La lumière et les écrans

La stimulation numérique du soir empêche le cerveau de recevoir les signaux qui déclenchent le passage en mode nuit, et maintient une activation cérébrale persistante – même huit heures de sommeil ne suffisent alors plus à récupérer pleinement. Réduire les écrans en soirée (et surtout l’usage actif – jeux, réseaux – plus problématique que regarder un film) reste l’un des gestes les plus rentables.

La respiration et la méditation.

Ce ne sont pas des gadgets bien-être : des données de l’Insee et de l’Institut national du sommeil montrent que l’intégration de techniques méditatives peut réduire les troubles du sommeil de 30 % chez les adultes.
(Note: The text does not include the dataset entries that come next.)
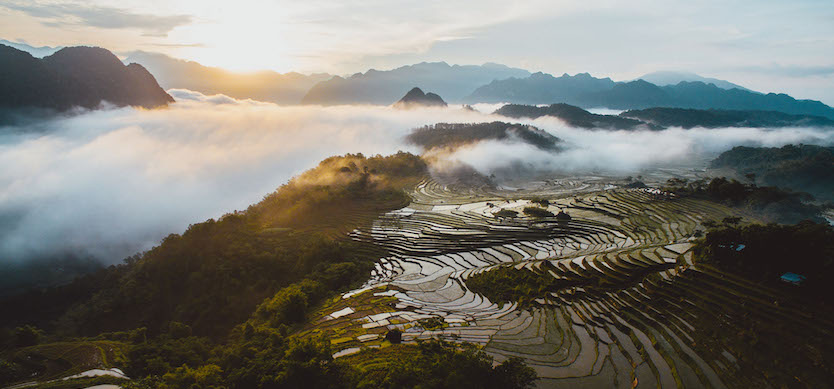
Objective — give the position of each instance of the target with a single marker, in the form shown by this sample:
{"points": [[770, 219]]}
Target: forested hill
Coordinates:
{"points": [[660, 118], [585, 91], [213, 275], [75, 77], [453, 82], [454, 135], [804, 168], [416, 98], [574, 116], [715, 118], [286, 88]]}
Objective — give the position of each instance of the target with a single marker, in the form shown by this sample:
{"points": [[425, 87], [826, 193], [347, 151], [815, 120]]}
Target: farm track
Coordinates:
{"points": [[639, 321]]}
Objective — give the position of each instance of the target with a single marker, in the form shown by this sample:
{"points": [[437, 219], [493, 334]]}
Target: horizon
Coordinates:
{"points": [[775, 47]]}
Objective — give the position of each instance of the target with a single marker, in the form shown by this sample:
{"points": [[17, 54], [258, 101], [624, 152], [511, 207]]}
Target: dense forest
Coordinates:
{"points": [[453, 135], [574, 116], [717, 118], [416, 98], [767, 202], [218, 305], [74, 77], [762, 253], [805, 168]]}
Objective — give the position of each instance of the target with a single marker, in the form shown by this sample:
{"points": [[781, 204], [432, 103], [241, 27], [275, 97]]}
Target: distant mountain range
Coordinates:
{"points": [[574, 116], [586, 91], [488, 83], [287, 88], [660, 118], [416, 98], [805, 168], [384, 87], [74, 77], [716, 118], [663, 78], [38, 52]]}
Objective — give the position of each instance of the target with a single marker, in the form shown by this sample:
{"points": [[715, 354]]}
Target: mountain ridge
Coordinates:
{"points": [[265, 85], [75, 77], [387, 86], [586, 91]]}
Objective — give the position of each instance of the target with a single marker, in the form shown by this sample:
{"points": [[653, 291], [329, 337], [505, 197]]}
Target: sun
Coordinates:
{"points": [[241, 43]]}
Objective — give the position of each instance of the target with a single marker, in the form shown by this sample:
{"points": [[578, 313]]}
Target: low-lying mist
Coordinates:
{"points": [[107, 184]]}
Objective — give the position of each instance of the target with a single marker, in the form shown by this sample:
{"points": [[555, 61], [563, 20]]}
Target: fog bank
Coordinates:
{"points": [[110, 183]]}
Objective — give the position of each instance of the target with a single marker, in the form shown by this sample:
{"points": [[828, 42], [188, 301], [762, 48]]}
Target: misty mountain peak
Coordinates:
{"points": [[416, 97]]}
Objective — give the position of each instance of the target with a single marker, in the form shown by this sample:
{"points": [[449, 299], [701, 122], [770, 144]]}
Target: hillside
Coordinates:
{"points": [[453, 135], [573, 116], [665, 77], [287, 88], [385, 87], [716, 118], [585, 91], [804, 168], [75, 77]]}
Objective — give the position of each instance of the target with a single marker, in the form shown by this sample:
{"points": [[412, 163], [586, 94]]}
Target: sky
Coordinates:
{"points": [[769, 46], [154, 172]]}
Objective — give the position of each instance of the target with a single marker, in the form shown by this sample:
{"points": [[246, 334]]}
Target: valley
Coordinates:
{"points": [[636, 308]]}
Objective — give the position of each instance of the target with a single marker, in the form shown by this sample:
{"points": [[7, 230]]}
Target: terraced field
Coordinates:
{"points": [[636, 311]]}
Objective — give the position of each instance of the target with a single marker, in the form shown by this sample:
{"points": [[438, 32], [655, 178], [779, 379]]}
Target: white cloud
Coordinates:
{"points": [[110, 183]]}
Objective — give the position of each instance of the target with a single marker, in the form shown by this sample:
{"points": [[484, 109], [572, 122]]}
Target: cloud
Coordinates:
{"points": [[792, 70], [64, 14], [110, 183], [628, 152]]}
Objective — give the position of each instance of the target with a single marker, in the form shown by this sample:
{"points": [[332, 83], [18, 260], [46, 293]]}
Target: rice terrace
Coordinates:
{"points": [[416, 194], [619, 298]]}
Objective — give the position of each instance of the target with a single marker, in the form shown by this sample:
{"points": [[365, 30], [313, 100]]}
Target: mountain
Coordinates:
{"points": [[539, 88], [660, 118], [416, 98], [663, 78], [588, 92], [715, 118], [573, 116], [453, 135], [385, 87], [75, 77], [804, 168], [38, 52], [287, 88]]}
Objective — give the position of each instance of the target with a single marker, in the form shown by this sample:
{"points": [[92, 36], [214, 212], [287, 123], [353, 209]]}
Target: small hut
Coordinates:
{"points": [[793, 278]]}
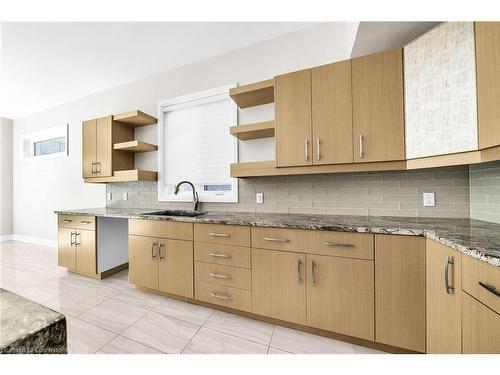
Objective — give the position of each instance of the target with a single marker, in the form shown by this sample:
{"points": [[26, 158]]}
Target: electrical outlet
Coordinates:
{"points": [[259, 197], [429, 200]]}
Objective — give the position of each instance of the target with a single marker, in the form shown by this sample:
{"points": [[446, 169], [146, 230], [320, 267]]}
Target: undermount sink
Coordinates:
{"points": [[175, 213]]}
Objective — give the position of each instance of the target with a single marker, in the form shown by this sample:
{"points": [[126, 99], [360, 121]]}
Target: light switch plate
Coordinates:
{"points": [[259, 198], [429, 200]]}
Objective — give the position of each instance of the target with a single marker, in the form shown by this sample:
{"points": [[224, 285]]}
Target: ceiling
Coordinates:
{"points": [[46, 64]]}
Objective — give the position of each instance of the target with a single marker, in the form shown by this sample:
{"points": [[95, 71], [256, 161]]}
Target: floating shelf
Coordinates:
{"points": [[253, 131], [126, 176], [135, 146], [135, 118], [253, 94]]}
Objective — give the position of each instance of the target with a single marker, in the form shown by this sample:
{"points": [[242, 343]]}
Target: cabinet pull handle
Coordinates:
{"points": [[449, 288], [219, 234], [218, 255], [361, 152], [225, 297], [335, 244], [276, 239], [220, 275], [490, 288], [299, 278]]}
La respiration 4-7-8 (inspirer 4 secondes, retenir 7, expirer 8) ou la simple respiration par la narine gauche activent le système parasympathique – celui qui calme le corps et prépare à l’endormissement.

Le froid

Contre-intuitif, mais efficace : une douche tiède au coucher, une chambre à 17-18°C, un bref passage à l’air frais en cas de réveil nocturne. La baisse de température corporelle est l’un des signaux les plus puissants pour dire au cerveau qu’il est temps de dormir.

L'alimentation du soir

Diner léger (trois aliments, pas plus) composé majoritairement de glucides complexes, avant 20h si possible, en misant à partir de 16h sur les aliments riches en tryptophane – précurseur de la sérotonine puis de la mélatonine (dattes, banane, œufs, légumineuses, céréales complètes). À l’inverse, viandes grasses, sucres rapides et excitants du soir mettent le système digestif en alerte au moment où il devrait se mettre en veille.

Le magnésium — mais pas n'importe lequel.
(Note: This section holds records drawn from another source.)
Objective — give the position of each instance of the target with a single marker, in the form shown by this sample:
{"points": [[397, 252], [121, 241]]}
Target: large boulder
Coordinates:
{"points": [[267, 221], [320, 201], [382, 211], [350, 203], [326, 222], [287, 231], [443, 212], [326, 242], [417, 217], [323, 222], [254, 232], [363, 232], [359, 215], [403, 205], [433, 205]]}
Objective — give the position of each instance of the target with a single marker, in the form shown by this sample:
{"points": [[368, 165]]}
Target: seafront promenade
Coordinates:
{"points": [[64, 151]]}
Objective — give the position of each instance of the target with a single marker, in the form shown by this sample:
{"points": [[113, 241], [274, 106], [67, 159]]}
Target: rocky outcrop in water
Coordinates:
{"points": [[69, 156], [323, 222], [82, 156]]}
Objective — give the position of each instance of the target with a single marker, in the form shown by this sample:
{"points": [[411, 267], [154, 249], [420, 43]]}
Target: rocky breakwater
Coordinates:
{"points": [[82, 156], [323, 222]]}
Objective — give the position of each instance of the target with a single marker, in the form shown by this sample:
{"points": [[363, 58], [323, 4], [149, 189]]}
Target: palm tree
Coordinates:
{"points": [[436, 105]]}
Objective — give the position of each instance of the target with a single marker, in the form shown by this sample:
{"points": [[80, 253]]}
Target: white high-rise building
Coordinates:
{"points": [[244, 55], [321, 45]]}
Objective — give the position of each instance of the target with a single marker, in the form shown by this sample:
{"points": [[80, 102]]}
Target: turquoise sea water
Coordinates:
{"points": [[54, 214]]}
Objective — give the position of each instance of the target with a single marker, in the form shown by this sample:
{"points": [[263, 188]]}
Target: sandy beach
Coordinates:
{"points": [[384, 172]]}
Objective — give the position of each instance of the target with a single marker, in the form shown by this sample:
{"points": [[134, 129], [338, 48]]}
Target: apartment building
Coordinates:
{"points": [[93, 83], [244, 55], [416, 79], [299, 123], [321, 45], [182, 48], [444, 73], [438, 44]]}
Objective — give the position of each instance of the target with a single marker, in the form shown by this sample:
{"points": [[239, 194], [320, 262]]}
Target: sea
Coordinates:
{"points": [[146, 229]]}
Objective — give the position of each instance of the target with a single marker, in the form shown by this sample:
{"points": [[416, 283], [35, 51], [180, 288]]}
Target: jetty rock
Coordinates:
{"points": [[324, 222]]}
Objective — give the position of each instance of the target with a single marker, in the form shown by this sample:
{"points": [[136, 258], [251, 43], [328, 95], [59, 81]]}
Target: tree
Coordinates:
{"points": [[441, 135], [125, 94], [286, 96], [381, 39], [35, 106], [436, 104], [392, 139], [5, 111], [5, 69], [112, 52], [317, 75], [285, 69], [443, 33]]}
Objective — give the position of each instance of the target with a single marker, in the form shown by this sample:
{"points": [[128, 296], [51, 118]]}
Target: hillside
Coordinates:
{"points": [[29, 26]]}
Plus de 70 % des Français seraient carencés. Or le « magnésium marin », le plus vendu en pharmacie, est justement l’une des formes les moins bien assimilées. Les formes organiques (bisglycinate, glycérophosphate, malate, L-thréonate) sont nettement plus biodisponibles – le bisglycinate, par exemple, s’absorbe huit fois mieux que l’oxyde de magnésium classique.

Les plantes, en synergie.

Valériane + houblon pour l’endormissement difficile lié au stress, mélisse + passiflore pour les ruminations, aubépine + ashwagandha pour les palpitations. À utiliser avec discernement : plusieurs de ces plantes interagissent avec les sédatifs, l’alcool ou les anticoagulants, et sont déconseillées pendant la grossesse.
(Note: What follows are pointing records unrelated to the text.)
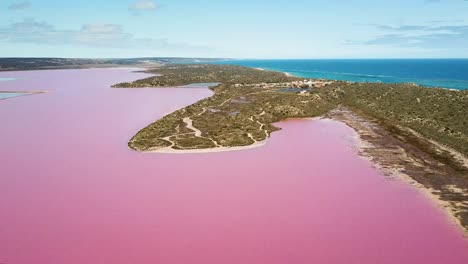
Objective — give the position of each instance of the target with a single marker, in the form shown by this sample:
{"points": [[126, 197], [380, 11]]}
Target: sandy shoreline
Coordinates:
{"points": [[170, 150]]}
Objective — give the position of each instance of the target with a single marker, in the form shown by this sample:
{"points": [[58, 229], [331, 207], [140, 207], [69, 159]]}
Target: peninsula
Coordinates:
{"points": [[413, 132]]}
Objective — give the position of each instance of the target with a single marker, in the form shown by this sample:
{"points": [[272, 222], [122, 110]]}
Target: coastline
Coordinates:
{"points": [[399, 160]]}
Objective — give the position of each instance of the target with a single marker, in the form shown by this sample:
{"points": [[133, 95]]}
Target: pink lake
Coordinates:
{"points": [[72, 192]]}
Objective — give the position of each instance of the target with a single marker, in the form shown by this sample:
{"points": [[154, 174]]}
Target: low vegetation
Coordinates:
{"points": [[242, 112], [247, 103]]}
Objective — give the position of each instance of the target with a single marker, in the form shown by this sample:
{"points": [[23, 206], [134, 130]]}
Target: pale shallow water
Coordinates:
{"points": [[72, 192], [10, 95]]}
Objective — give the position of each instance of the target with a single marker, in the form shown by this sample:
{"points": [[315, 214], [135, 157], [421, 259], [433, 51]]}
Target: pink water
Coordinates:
{"points": [[72, 192]]}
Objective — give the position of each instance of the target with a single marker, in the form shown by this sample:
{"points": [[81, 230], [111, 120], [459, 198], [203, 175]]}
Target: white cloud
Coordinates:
{"points": [[143, 5], [20, 5], [91, 35]]}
Et si le problème n'était pas le sommeil, mais la journée ?

C’est sans doute l’idée la plus importante à retenir : la qualité du sommeil se prépare pendant la journée, pas au moment de se coucher. Nietzsche l’écrivait déjà : « Le sommeil, il faut y penser tout le jour durant. » Se lever à heure fixe (y compris après une mauvaise nuit), s’exposer à la lumière naturelle dès le réveil, bouger 30 minutes par jour, réserver le lit au sommeil et à l’intimité : ce sont ces habitudes de fond, répétées, qui reprogramment progressivement le système nerveux – bien plus efficacement qu’un rituel du soir isolé.

C’est d’ailleurs l’approche que privilégie la Haute Autorité de Santé elle-même : la thérapie cognitivo-comportementale (TCC), qui associe restructuration des horaires, restriction temporaire du temps passé au lit et travail sur les pensées anxiogènes autour du sommeil, est recommandée en première intention face à l’insomnie chronique – avec un taux de réussite avoisinant les 70 %.

Ce qu’il faut retenir 

Le sommeil n’est pas un luxe : c’est le socle sur lequel reposent l’équilibre hormonal, la gestion du poids, l’immunité et la stabilité émotionnelle. Face à une mauvaise nuit récurrente, la question n’est donc pas seulement « comment dormir plus », mais « qu’est-ce qui, dans mes journées, entretient cet hyper-éveil ? »

Souvent, il suffit de revoir quelques réglages simples – lumière, repas du soir, respiration, magnésium bien choisi. D’autres fois, le chemin est plus long et mérite un accompagnement personnalisé, pour identifier ce qui, dans votre équilibre hormonal ou votre hygiène de vie, entretient vos nuits difficiles.